Born in Kedunguter in Banyumas Regency, he grew up in Batang Regency before settling in Surabaya. He came from a sporting family – his uncle Mursanyoto was a goalkeeper for the Indonesia national football team.

Sarengat won the gold medal in the 100-meter sprint at the 1962 Asian Games held in Jakarta in 10.4 seconds. The win made Sarengat the first Indonesian gold medalist at any Asian Games. He also won a second gold medal at the competition, winning the 110-meter hurdles with an Asian record time of 14.3 seconds. He also won a bronze medal in the 200-meter sprint.
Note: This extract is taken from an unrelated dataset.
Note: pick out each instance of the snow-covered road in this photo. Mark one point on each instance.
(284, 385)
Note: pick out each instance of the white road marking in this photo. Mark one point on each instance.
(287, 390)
Sarengat held the Indonesian record for the 100-meter sprint (10.4 seconds) for the next twenty-two years, until it was broken by sprinter Mohamed Purnomo at the 1984 Summer Olympics in Los Angeles.

Only two other Indonesian athletes have won gold medals at the Asian Games since 1962 - Supriyati Sutono and Maria Natalia Londa. Following his Asian Games win, his only other international medal of note was a silver medal in the 110 m hurdles at the 1963 GANEFO Games, where he placed behind China's Gao Jiqiao. Following his retirement, a football stadium in Batang Regency (his home area) was named in honour as the Moh Sarengat Stadium.

After finishing his sports career he trained as a medic and went on to serve as physician for the Indonesian vice president Adam Malik. He had a wife and children. Sarengat died on October 13, 2014, at Pondok Indah Hospital in South Jakarta at the age of 73. He had been hospitalized since suffering a stroke in 2012.